A cause de Joseph, il a été engendré à la lecture quotidienne de la Torah, à l'histoire d'Israël, au respect des coutumes

liturgiques et des règles morales. Grâce à Joseph, le Verbe s'est fait juif.

Aux côtés de Joseph, il s'est plié aux imprévus de la vie, aux aléas de l'histoire, à l'incognito des mœurs de son temps. Il

a été buriné par la modestie des tâches quotidiennes. Aussi on ne plus, après Nazareth, regarder le ciel, mettre nos pas

sur le sol, boire ou manger, lire l'Ecriture de la même manière. Les choses et le cosmos ont été transfigurés par l'usage

que Jésus en a fait.

Cette sanctification du quotidien pendant 30 ans de vie cachée, nous prémunit de la tentation d'imaginer un salut en

dehors de l'Incarnation. Le christianisme n'est pas un spiritualisme, un déisme, une sortie extatique hors de la vie des

hommes. Dieu ne va pas sauver le monde sans lui. Dieu ne nous a pas sauvé de l'extérieur, en surplomb, mais en

s'immergeant dans l'épaisseur de l'humanité, dans la matière première du quotidien dont il a fait le lieu originel de sa

manifestation et de son salut. C'est là que sa mission nous y fixe rendez-vous.

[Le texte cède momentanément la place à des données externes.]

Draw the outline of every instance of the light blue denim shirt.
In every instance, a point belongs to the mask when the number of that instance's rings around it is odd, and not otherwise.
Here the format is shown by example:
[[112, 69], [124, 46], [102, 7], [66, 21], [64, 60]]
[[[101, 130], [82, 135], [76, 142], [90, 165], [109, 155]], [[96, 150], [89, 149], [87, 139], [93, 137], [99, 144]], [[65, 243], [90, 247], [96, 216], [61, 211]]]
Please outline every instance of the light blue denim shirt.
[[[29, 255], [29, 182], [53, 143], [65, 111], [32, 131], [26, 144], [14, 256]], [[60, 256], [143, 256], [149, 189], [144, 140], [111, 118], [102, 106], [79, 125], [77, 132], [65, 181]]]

Joseph, l'homme de la vie cachée

Troisième trait de Joseph : il est l'homme de la vie cachée. La vie de Jésus, cachée en Dieu, prend la forme pendant

trente ans, d'une retraite à Nazareth. Joseph est l'icône de cet effacement. Pourquoi la dimension publique de Jésus a-t-

elle commencé si tard ? Pourquoi un tel décalage entre le moment de l'Incarnation et celui de la Révélation ? Pourquoi le

Christ ne s'est-il pas fait remarquer plus tôt ? Pourquoi avoir attendu trente ans ?

Répondre à ces interrogations, c'est toucher le cœur de la Révélation chrétienne. L'essentiel dans l'événement du

christianisme n'est pas une doctrine, c'est une personne. Et, à la différence d'une doctrine, une personne n'accède que

progressivement à ce qu'elle est, à travers un processus incompressible de croissance.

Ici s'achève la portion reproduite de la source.